What is natural language processing?
Natural Language Processing (NLP) is a set of techniques that help a computer system understand human speech.
NLP is a subset of artificial intelligence. This is one of the most difficult tasks of AI, which has not been fully solved so far.
When did NLP appear??
The roots of natural language processing go back to the 1950s, when the famous English scientist Alan Turing published an article “Computing Machines and Mind”by offering the so-called “Turing test”. One of its criteria is the ability of a machine to automatically interpret and generate human speech.
On January 7, 1954, scientists at Georgetown University demonstrated the power of machine translation. The engineers were able to translate more than 60 sentences from Russian into English in a fully automatic manner. This event had a positive impact on the development of machine translation and went down in history as Georgetown Experiment.
In 1966, an American computer scientist of German origin, Joseph Weizenbaum, developed the world’s first Eliza chatbot within the walls of the Massachusetts Institute of Technology. The program parodied a dialogue with a psychotherapist using the technique of active listening.

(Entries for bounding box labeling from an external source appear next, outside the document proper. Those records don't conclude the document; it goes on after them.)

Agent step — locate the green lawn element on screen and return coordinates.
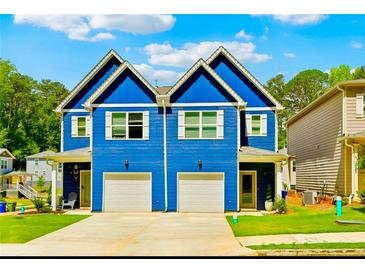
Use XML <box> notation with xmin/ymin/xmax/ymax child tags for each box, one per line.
<box><xmin>248</xmin><ymin>243</ymin><xmax>365</xmax><ymax>250</ymax></box>
<box><xmin>227</xmin><ymin>205</ymin><xmax>365</xmax><ymax>236</ymax></box>
<box><xmin>0</xmin><ymin>214</ymin><xmax>89</xmax><ymax>243</ymax></box>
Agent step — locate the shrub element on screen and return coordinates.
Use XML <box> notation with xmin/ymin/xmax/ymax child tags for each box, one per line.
<box><xmin>274</xmin><ymin>198</ymin><xmax>288</xmax><ymax>214</ymax></box>
<box><xmin>32</xmin><ymin>198</ymin><xmax>44</xmax><ymax>213</ymax></box>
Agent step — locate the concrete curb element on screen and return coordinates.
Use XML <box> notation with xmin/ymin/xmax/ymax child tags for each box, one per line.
<box><xmin>256</xmin><ymin>249</ymin><xmax>365</xmax><ymax>257</ymax></box>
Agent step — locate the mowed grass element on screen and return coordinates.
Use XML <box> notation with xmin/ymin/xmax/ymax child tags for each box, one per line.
<box><xmin>248</xmin><ymin>243</ymin><xmax>365</xmax><ymax>250</ymax></box>
<box><xmin>0</xmin><ymin>214</ymin><xmax>89</xmax><ymax>243</ymax></box>
<box><xmin>227</xmin><ymin>205</ymin><xmax>365</xmax><ymax>237</ymax></box>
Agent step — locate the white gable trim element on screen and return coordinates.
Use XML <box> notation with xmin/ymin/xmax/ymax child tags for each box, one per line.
<box><xmin>207</xmin><ymin>46</ymin><xmax>284</xmax><ymax>110</ymax></box>
<box><xmin>166</xmin><ymin>59</ymin><xmax>246</xmax><ymax>106</ymax></box>
<box><xmin>55</xmin><ymin>50</ymin><xmax>124</xmax><ymax>112</ymax></box>
<box><xmin>84</xmin><ymin>61</ymin><xmax>159</xmax><ymax>108</ymax></box>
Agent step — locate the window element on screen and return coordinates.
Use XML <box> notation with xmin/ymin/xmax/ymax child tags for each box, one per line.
<box><xmin>111</xmin><ymin>112</ymin><xmax>143</xmax><ymax>139</ymax></box>
<box><xmin>184</xmin><ymin>111</ymin><xmax>218</xmax><ymax>139</ymax></box>
<box><xmin>77</xmin><ymin>116</ymin><xmax>86</xmax><ymax>137</ymax></box>
<box><xmin>0</xmin><ymin>160</ymin><xmax>8</xmax><ymax>169</ymax></box>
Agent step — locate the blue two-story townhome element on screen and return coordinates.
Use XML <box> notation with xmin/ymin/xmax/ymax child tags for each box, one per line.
<box><xmin>48</xmin><ymin>47</ymin><xmax>287</xmax><ymax>212</ymax></box>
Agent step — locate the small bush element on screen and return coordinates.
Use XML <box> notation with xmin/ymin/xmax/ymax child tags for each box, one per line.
<box><xmin>32</xmin><ymin>198</ymin><xmax>44</xmax><ymax>213</ymax></box>
<box><xmin>274</xmin><ymin>198</ymin><xmax>288</xmax><ymax>214</ymax></box>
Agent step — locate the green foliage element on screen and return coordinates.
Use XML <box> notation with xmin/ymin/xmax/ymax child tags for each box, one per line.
<box><xmin>32</xmin><ymin>198</ymin><xmax>44</xmax><ymax>213</ymax></box>
<box><xmin>0</xmin><ymin>59</ymin><xmax>68</xmax><ymax>169</ymax></box>
<box><xmin>265</xmin><ymin>184</ymin><xmax>272</xmax><ymax>202</ymax></box>
<box><xmin>274</xmin><ymin>198</ymin><xmax>288</xmax><ymax>214</ymax></box>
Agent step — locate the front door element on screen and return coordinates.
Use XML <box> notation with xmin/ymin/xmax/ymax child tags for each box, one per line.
<box><xmin>80</xmin><ymin>170</ymin><xmax>91</xmax><ymax>207</ymax></box>
<box><xmin>240</xmin><ymin>171</ymin><xmax>256</xmax><ymax>208</ymax></box>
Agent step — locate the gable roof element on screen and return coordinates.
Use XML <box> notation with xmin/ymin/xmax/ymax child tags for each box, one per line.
<box><xmin>55</xmin><ymin>50</ymin><xmax>124</xmax><ymax>112</ymax></box>
<box><xmin>84</xmin><ymin>61</ymin><xmax>160</xmax><ymax>108</ymax></box>
<box><xmin>0</xmin><ymin>148</ymin><xmax>15</xmax><ymax>159</ymax></box>
<box><xmin>166</xmin><ymin>59</ymin><xmax>246</xmax><ymax>106</ymax></box>
<box><xmin>207</xmin><ymin>46</ymin><xmax>284</xmax><ymax>110</ymax></box>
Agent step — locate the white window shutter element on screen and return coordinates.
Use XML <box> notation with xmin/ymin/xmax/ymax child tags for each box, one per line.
<box><xmin>246</xmin><ymin>114</ymin><xmax>252</xmax><ymax>136</ymax></box>
<box><xmin>356</xmin><ymin>95</ymin><xmax>364</xmax><ymax>117</ymax></box>
<box><xmin>105</xmin><ymin>111</ymin><xmax>112</xmax><ymax>140</ymax></box>
<box><xmin>143</xmin><ymin>111</ymin><xmax>150</xmax><ymax>140</ymax></box>
<box><xmin>71</xmin><ymin>116</ymin><xmax>78</xmax><ymax>137</ymax></box>
<box><xmin>178</xmin><ymin>110</ymin><xmax>185</xmax><ymax>139</ymax></box>
<box><xmin>86</xmin><ymin>116</ymin><xmax>91</xmax><ymax>137</ymax></box>
<box><xmin>261</xmin><ymin>114</ymin><xmax>267</xmax><ymax>136</ymax></box>
<box><xmin>217</xmin><ymin>110</ymin><xmax>224</xmax><ymax>139</ymax></box>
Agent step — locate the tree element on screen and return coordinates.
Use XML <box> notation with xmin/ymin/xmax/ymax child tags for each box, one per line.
<box><xmin>329</xmin><ymin>65</ymin><xmax>353</xmax><ymax>87</ymax></box>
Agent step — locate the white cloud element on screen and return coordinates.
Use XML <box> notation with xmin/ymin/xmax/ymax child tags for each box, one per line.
<box><xmin>14</xmin><ymin>15</ymin><xmax>176</xmax><ymax>42</ymax></box>
<box><xmin>283</xmin><ymin>52</ymin><xmax>297</xmax><ymax>59</ymax></box>
<box><xmin>144</xmin><ymin>41</ymin><xmax>272</xmax><ymax>68</ymax></box>
<box><xmin>234</xmin><ymin>29</ymin><xmax>253</xmax><ymax>41</ymax></box>
<box><xmin>351</xmin><ymin>41</ymin><xmax>364</xmax><ymax>49</ymax></box>
<box><xmin>273</xmin><ymin>14</ymin><xmax>328</xmax><ymax>25</ymax></box>
<box><xmin>133</xmin><ymin>64</ymin><xmax>182</xmax><ymax>83</ymax></box>
<box><xmin>87</xmin><ymin>14</ymin><xmax>176</xmax><ymax>34</ymax></box>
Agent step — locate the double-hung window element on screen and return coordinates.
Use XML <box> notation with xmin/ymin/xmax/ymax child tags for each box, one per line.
<box><xmin>178</xmin><ymin>110</ymin><xmax>224</xmax><ymax>139</ymax></box>
<box><xmin>105</xmin><ymin>111</ymin><xmax>149</xmax><ymax>140</ymax></box>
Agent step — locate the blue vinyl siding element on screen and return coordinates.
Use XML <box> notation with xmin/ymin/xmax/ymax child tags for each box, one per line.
<box><xmin>167</xmin><ymin>107</ymin><xmax>237</xmax><ymax>211</ymax></box>
<box><xmin>94</xmin><ymin>69</ymin><xmax>156</xmax><ymax>104</ymax></box>
<box><xmin>65</xmin><ymin>57</ymin><xmax>120</xmax><ymax>109</ymax></box>
<box><xmin>210</xmin><ymin>54</ymin><xmax>274</xmax><ymax>107</ymax></box>
<box><xmin>170</xmin><ymin>68</ymin><xmax>236</xmax><ymax>103</ymax></box>
<box><xmin>240</xmin><ymin>163</ymin><xmax>275</xmax><ymax>210</ymax></box>
<box><xmin>241</xmin><ymin>111</ymin><xmax>275</xmax><ymax>151</ymax></box>
<box><xmin>63</xmin><ymin>112</ymin><xmax>90</xmax><ymax>151</ymax></box>
<box><xmin>63</xmin><ymin>163</ymin><xmax>90</xmax><ymax>207</ymax></box>
<box><xmin>92</xmin><ymin>107</ymin><xmax>165</xmax><ymax>211</ymax></box>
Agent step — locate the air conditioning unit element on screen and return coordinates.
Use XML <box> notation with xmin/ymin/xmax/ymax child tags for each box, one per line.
<box><xmin>302</xmin><ymin>190</ymin><xmax>317</xmax><ymax>205</ymax></box>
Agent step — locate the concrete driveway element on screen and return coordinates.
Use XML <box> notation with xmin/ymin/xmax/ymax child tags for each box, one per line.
<box><xmin>0</xmin><ymin>212</ymin><xmax>249</xmax><ymax>256</ymax></box>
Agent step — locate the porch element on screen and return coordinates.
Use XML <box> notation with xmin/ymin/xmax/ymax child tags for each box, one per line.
<box><xmin>45</xmin><ymin>147</ymin><xmax>91</xmax><ymax>210</ymax></box>
<box><xmin>238</xmin><ymin>146</ymin><xmax>289</xmax><ymax>210</ymax></box>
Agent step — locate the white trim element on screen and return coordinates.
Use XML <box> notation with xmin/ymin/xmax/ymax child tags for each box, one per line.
<box><xmin>55</xmin><ymin>50</ymin><xmax>124</xmax><ymax>112</ymax></box>
<box><xmin>207</xmin><ymin>46</ymin><xmax>284</xmax><ymax>109</ymax></box>
<box><xmin>176</xmin><ymin>171</ymin><xmax>226</xmax><ymax>212</ymax></box>
<box><xmin>238</xmin><ymin>170</ymin><xmax>258</xmax><ymax>209</ymax></box>
<box><xmin>83</xmin><ymin>61</ymin><xmax>159</xmax><ymax>108</ymax></box>
<box><xmin>90</xmin><ymin>103</ymin><xmax>159</xmax><ymax>108</ymax></box>
<box><xmin>166</xmin><ymin>58</ymin><xmax>246</xmax><ymax>106</ymax></box>
<box><xmin>61</xmin><ymin>108</ymin><xmax>89</xmax><ymax>113</ymax></box>
<box><xmin>101</xmin><ymin>171</ymin><xmax>153</xmax><ymax>212</ymax></box>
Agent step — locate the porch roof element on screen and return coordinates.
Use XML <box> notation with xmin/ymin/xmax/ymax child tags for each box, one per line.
<box><xmin>44</xmin><ymin>147</ymin><xmax>91</xmax><ymax>163</ymax></box>
<box><xmin>239</xmin><ymin>146</ymin><xmax>289</xmax><ymax>163</ymax></box>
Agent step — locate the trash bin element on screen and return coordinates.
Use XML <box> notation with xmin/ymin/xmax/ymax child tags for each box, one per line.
<box><xmin>336</xmin><ymin>196</ymin><xmax>342</xmax><ymax>216</ymax></box>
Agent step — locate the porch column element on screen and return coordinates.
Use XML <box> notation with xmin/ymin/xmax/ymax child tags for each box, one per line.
<box><xmin>51</xmin><ymin>162</ymin><xmax>58</xmax><ymax>211</ymax></box>
<box><xmin>275</xmin><ymin>162</ymin><xmax>283</xmax><ymax>198</ymax></box>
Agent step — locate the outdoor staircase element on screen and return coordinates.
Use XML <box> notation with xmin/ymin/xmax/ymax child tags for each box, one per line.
<box><xmin>17</xmin><ymin>184</ymin><xmax>38</xmax><ymax>200</ymax></box>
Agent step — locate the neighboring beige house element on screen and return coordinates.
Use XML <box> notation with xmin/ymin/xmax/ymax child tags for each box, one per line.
<box><xmin>287</xmin><ymin>79</ymin><xmax>365</xmax><ymax>199</ymax></box>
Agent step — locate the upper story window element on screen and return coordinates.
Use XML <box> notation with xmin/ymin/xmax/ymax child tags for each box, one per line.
<box><xmin>71</xmin><ymin>116</ymin><xmax>91</xmax><ymax>137</ymax></box>
<box><xmin>178</xmin><ymin>110</ymin><xmax>224</xmax><ymax>139</ymax></box>
<box><xmin>246</xmin><ymin>114</ymin><xmax>267</xmax><ymax>136</ymax></box>
<box><xmin>105</xmin><ymin>111</ymin><xmax>149</xmax><ymax>140</ymax></box>
<box><xmin>0</xmin><ymin>160</ymin><xmax>8</xmax><ymax>169</ymax></box>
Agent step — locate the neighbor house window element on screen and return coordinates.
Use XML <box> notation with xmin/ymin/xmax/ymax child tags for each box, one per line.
<box><xmin>111</xmin><ymin>112</ymin><xmax>144</xmax><ymax>139</ymax></box>
<box><xmin>185</xmin><ymin>111</ymin><xmax>217</xmax><ymax>139</ymax></box>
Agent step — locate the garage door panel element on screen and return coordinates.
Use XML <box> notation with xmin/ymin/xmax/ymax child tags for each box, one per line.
<box><xmin>104</xmin><ymin>173</ymin><xmax>152</xmax><ymax>212</ymax></box>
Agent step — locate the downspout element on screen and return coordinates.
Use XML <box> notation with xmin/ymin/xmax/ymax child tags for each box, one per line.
<box><xmin>162</xmin><ymin>100</ymin><xmax>168</xmax><ymax>212</ymax></box>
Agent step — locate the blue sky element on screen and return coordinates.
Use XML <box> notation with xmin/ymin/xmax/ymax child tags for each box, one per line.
<box><xmin>0</xmin><ymin>15</ymin><xmax>365</xmax><ymax>88</ymax></box>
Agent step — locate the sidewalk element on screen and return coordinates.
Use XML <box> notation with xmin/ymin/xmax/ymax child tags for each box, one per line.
<box><xmin>237</xmin><ymin>232</ymin><xmax>365</xmax><ymax>246</ymax></box>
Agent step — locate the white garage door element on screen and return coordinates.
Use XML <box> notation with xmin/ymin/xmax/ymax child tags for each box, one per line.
<box><xmin>104</xmin><ymin>173</ymin><xmax>152</xmax><ymax>212</ymax></box>
<box><xmin>178</xmin><ymin>173</ymin><xmax>224</xmax><ymax>212</ymax></box>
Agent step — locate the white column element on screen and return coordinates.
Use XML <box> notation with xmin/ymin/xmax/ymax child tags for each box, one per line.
<box><xmin>51</xmin><ymin>162</ymin><xmax>58</xmax><ymax>211</ymax></box>
<box><xmin>275</xmin><ymin>162</ymin><xmax>283</xmax><ymax>197</ymax></box>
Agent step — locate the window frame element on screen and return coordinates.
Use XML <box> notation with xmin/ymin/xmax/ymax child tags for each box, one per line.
<box><xmin>184</xmin><ymin>110</ymin><xmax>220</xmax><ymax>140</ymax></box>
<box><xmin>110</xmin><ymin>111</ymin><xmax>146</xmax><ymax>141</ymax></box>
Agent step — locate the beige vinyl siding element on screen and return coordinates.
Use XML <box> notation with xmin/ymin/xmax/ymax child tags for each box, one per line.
<box><xmin>345</xmin><ymin>87</ymin><xmax>365</xmax><ymax>134</ymax></box>
<box><xmin>288</xmin><ymin>92</ymin><xmax>344</xmax><ymax>194</ymax></box>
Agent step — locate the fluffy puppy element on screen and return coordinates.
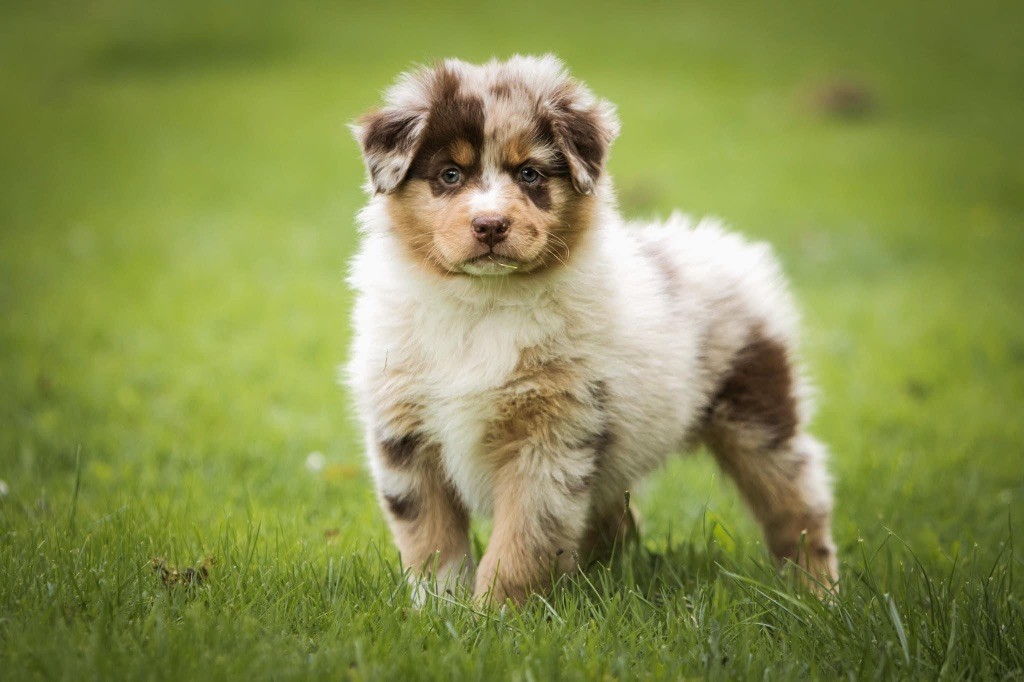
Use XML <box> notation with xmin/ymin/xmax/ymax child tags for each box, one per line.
<box><xmin>348</xmin><ymin>56</ymin><xmax>837</xmax><ymax>602</ymax></box>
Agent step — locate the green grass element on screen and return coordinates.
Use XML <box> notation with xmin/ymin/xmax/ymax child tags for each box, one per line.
<box><xmin>0</xmin><ymin>0</ymin><xmax>1024</xmax><ymax>680</ymax></box>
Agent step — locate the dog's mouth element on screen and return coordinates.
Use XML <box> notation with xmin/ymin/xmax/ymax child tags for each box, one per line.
<box><xmin>459</xmin><ymin>253</ymin><xmax>525</xmax><ymax>276</ymax></box>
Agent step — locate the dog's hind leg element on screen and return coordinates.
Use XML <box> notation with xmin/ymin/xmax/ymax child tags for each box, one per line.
<box><xmin>705</xmin><ymin>330</ymin><xmax>839</xmax><ymax>587</ymax></box>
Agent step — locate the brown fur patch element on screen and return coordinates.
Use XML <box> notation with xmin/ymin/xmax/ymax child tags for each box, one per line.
<box><xmin>381</xmin><ymin>433</ymin><xmax>423</xmax><ymax>469</ymax></box>
<box><xmin>714</xmin><ymin>329</ymin><xmax>799</xmax><ymax>449</ymax></box>
<box><xmin>384</xmin><ymin>494</ymin><xmax>420</xmax><ymax>521</ymax></box>
<box><xmin>383</xmin><ymin>446</ymin><xmax>472</xmax><ymax>571</ymax></box>
<box><xmin>451</xmin><ymin>139</ymin><xmax>476</xmax><ymax>168</ymax></box>
<box><xmin>387</xmin><ymin>60</ymin><xmax>606</xmax><ymax>276</ymax></box>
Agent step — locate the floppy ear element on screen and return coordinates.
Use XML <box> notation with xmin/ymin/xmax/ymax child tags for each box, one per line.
<box><xmin>350</xmin><ymin>106</ymin><xmax>427</xmax><ymax>194</ymax></box>
<box><xmin>551</xmin><ymin>90</ymin><xmax>618</xmax><ymax>195</ymax></box>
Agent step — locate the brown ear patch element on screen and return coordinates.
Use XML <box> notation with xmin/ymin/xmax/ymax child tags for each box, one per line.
<box><xmin>353</xmin><ymin>106</ymin><xmax>424</xmax><ymax>193</ymax></box>
<box><xmin>713</xmin><ymin>329</ymin><xmax>799</xmax><ymax>449</ymax></box>
<box><xmin>548</xmin><ymin>85</ymin><xmax>617</xmax><ymax>195</ymax></box>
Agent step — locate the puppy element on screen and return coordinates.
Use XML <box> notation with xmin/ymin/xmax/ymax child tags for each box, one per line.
<box><xmin>347</xmin><ymin>56</ymin><xmax>837</xmax><ymax>602</ymax></box>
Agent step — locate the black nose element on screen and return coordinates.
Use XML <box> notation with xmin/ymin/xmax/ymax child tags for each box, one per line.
<box><xmin>471</xmin><ymin>215</ymin><xmax>509</xmax><ymax>247</ymax></box>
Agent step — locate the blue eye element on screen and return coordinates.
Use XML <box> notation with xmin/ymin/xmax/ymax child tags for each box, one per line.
<box><xmin>519</xmin><ymin>166</ymin><xmax>541</xmax><ymax>184</ymax></box>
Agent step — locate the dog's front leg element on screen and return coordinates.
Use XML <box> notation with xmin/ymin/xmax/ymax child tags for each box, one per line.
<box><xmin>369</xmin><ymin>433</ymin><xmax>473</xmax><ymax>599</ymax></box>
<box><xmin>475</xmin><ymin>436</ymin><xmax>594</xmax><ymax>604</ymax></box>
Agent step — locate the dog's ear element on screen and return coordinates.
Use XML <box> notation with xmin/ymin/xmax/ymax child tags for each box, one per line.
<box><xmin>349</xmin><ymin>106</ymin><xmax>427</xmax><ymax>194</ymax></box>
<box><xmin>551</xmin><ymin>84</ymin><xmax>618</xmax><ymax>195</ymax></box>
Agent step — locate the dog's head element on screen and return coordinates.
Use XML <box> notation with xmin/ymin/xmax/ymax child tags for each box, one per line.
<box><xmin>352</xmin><ymin>56</ymin><xmax>618</xmax><ymax>275</ymax></box>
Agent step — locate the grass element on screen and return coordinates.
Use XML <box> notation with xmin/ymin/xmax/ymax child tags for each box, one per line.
<box><xmin>0</xmin><ymin>0</ymin><xmax>1024</xmax><ymax>680</ymax></box>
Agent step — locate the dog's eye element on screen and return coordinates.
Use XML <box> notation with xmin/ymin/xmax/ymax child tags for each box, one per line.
<box><xmin>519</xmin><ymin>166</ymin><xmax>541</xmax><ymax>184</ymax></box>
<box><xmin>441</xmin><ymin>168</ymin><xmax>462</xmax><ymax>184</ymax></box>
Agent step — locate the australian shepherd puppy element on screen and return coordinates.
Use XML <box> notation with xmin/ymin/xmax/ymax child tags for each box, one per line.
<box><xmin>348</xmin><ymin>56</ymin><xmax>837</xmax><ymax>602</ymax></box>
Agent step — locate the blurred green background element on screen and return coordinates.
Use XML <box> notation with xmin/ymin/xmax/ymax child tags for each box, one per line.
<box><xmin>0</xmin><ymin>0</ymin><xmax>1024</xmax><ymax>673</ymax></box>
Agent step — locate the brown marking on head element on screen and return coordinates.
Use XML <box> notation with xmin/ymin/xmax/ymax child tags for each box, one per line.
<box><xmin>359</xmin><ymin>57</ymin><xmax>617</xmax><ymax>276</ymax></box>
<box><xmin>449</xmin><ymin>138</ymin><xmax>476</xmax><ymax>168</ymax></box>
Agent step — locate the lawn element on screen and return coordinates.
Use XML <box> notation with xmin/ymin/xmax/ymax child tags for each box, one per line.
<box><xmin>0</xmin><ymin>0</ymin><xmax>1024</xmax><ymax>680</ymax></box>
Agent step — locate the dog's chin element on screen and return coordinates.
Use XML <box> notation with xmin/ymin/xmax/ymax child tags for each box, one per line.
<box><xmin>459</xmin><ymin>253</ymin><xmax>529</xmax><ymax>278</ymax></box>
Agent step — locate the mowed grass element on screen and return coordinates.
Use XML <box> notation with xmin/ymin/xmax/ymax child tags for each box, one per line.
<box><xmin>0</xmin><ymin>0</ymin><xmax>1024</xmax><ymax>680</ymax></box>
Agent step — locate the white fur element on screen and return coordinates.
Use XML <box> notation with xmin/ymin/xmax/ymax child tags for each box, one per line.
<box><xmin>347</xmin><ymin>180</ymin><xmax>796</xmax><ymax>514</ymax></box>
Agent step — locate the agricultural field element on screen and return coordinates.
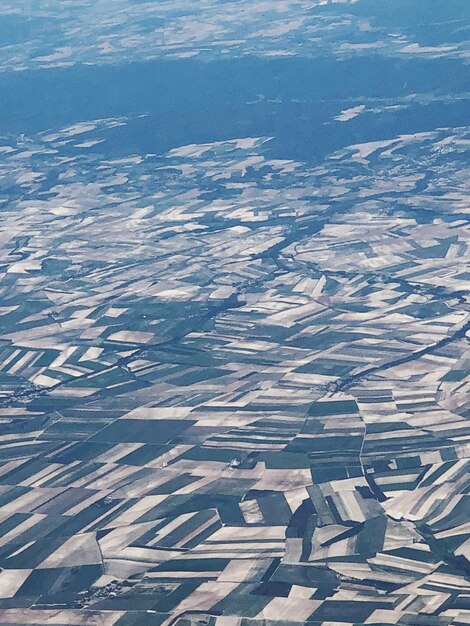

By and large, the system rephrased the user’s messages to give the appearance of understanding what was said. However, in fact, the program did not delve into the essence of the dialogue. When she couldn’t find an answer, she usually answered “I see” (“Understood”) and turned the conversation in a different direction.
In the same year, the Automatic Language Processing Advisory Committee (ALPAC) released report and concluded that decades of research fell short of expectations. As a result, funding for machine translation has been drastically reduced.
Over the next decades, there were no breakthroughs in the field of NLP, until the emergence of the first machine learning algorithms in the 1980s. It was around this time that statistical machine translation systems emerged, resurrecting research.
The boom in language processing came in 2010, when deep learning algorithms began to develop. During this period, many developments appeared that we still use today, such as chat bots, auto-correctors, voice assistants, and others. Most often, recurrent neural networks began to be used to solve these problems.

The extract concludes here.